Drama school isn’t about the play, according to Urbanik — it’s about the interactive social community that’s built between all the ages. It’s about working together toward a common goal.
“You’re building a parent/child relationship, community relationship, also an interfaith relationship,” she says 99 percent of the people there are Christian but different denominations and political views.
“We need to act like Jesus and one of those things is loving everybody. If you’re not loving everybody, you’ve decided this group doesn’t matter.”
People are drawn to the program because it involves the whole family. There is a great sense of community and faithfulness that continues even after students graduate high school and college.
A former CDS student, Erin Hurley Sheffield, recently texted Rev. Kim and she shared with her students ‘you need to know this person, she runs a theater in Pennsylvania — and there’d be no drama school if it wasn’t for her.’

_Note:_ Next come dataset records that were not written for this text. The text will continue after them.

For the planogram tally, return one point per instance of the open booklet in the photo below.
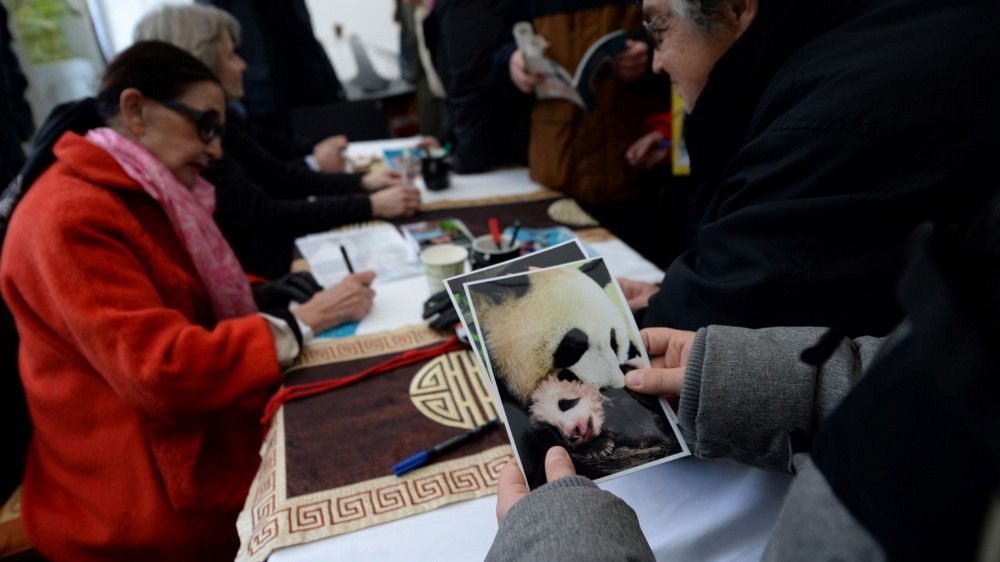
(555, 344)
(592, 71)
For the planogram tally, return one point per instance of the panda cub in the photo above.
(552, 322)
(573, 408)
(602, 434)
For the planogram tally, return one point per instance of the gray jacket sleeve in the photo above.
(570, 520)
(745, 390)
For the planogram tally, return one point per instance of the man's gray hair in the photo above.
(193, 27)
(700, 15)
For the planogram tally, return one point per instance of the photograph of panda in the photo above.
(558, 342)
(562, 253)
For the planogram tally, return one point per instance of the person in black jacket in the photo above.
(485, 130)
(263, 203)
(819, 134)
(288, 66)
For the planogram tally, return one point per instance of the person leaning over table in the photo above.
(145, 361)
(820, 133)
(200, 27)
(901, 464)
(263, 203)
(579, 153)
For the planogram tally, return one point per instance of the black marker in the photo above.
(347, 260)
(424, 457)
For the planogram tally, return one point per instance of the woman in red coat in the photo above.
(144, 359)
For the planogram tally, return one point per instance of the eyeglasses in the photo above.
(208, 123)
(657, 27)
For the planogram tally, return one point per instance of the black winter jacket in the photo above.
(822, 138)
(263, 204)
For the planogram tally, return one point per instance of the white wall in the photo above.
(371, 20)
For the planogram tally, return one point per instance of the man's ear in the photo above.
(132, 111)
(743, 13)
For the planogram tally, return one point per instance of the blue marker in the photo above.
(424, 457)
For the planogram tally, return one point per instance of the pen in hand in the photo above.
(423, 457)
(347, 260)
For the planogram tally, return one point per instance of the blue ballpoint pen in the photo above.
(424, 457)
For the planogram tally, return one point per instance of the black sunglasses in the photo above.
(208, 122)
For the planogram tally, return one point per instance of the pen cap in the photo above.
(412, 463)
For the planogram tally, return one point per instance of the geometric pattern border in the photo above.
(270, 521)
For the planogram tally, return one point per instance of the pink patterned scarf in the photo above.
(190, 213)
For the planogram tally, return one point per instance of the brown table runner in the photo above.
(326, 462)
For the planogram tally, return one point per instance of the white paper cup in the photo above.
(441, 262)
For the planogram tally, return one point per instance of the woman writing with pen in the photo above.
(144, 358)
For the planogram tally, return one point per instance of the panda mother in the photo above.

“She was 13 or 14-years-old when she came to the Community Church in Mountain Lakes, where I was a pastor for nine years and joined a youth group because of her cousin,” Urbanik says Erin and Kate were so enthusiastic about what she was doing it helped everything else work. “I have many students who make me better than who I am, so I’m always learning too.”
And CDS partners with Heart for People (H4P), connecting American schools with five schools in Uganda to encourage cultural exchange and accountable international aid.
Former CDS students, Sarah Harrs (Save the Children) and Emma Worrall (finishing up at Princeton Seminary to be a pastor) traveled to Uganda in 2019 to visit the schools.
“When we go there it’s helpful because our presence gives teachers and students hope that there’s somebody who cares about them on the other side of the world,” says Urbanik. “And it helps the kids in the US because it expands their minds about life and how lucky they are to be here.”
Hope is a big thing: If you give people hope you’ve given them a lot.
And you get the sense that you should step up.
“How we do that is with fundraisers,” Rev. Kim says this enables them to send money to the schools whenever they need help.
She says she has the best job in the world… gets to see students transform, sometimes the actual moment.
According to Rev. Kim, witnessing those transformations are very special.
“I get a teenager (boy or girl) who comes in with issues and when they turn themselves over to the play or whatever role they’re playing — it’s there and you can’t deny it. It has to do with self worth,” she says.